We have seen in the recent past landmark decisions being passed by the Indian Supreme Court that have given better clarity on issues that are namely, the burden of proof, the aspect of intent to cheat, jurisdiction on a case arising under Section 138 of the Negotiable Instruments Act, and the time of strict compliances. The two cases have general and worthwhile lessons for people giving or receiving cheques in capacity as individuals or corporate entities. This blog will provide an analysis of these recent judgments and will focus on issues that this blog’s readers should know about.

Recent Supreme Court Judgments on Cheque Bounce Cases

1. Ajitsinh Chehuji Rathod Vs. State of Gujarat & Anr

Key Issue:

In Ajitsinh Chehuji Rathod vs State of Gujarat & Anr., the main controversy arose over the negation of presumptions regarding bonafide of the signatures on the dishonoured cheques.

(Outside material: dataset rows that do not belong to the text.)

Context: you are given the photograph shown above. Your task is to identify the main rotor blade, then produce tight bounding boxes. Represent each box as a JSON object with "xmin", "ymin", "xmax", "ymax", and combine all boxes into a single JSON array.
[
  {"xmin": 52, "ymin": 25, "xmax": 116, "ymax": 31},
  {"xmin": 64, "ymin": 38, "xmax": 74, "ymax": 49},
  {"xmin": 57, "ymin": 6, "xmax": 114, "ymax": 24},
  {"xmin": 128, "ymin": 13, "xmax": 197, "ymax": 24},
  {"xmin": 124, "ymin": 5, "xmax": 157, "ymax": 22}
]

The accused, Mr Rathod, sought to challenge the dishonour of the cheque and argued that the signatures on the cheque were forged while urging him to produce expert handwriting to defend himself.

Supreme Court’s Ruling:

A drastic judgment was delivered on 29 Jan 2024 when the Supreme Court held that the accused has to prove that the signatures on a dishonoured cheque are forged. The Court further clarified that in as much as the accused has the onus to prove the forged signature, you must provide the appropriate defence evidence to prove the same. The court also clarified that the court is not under any duty to help the accused look for evidence for their side.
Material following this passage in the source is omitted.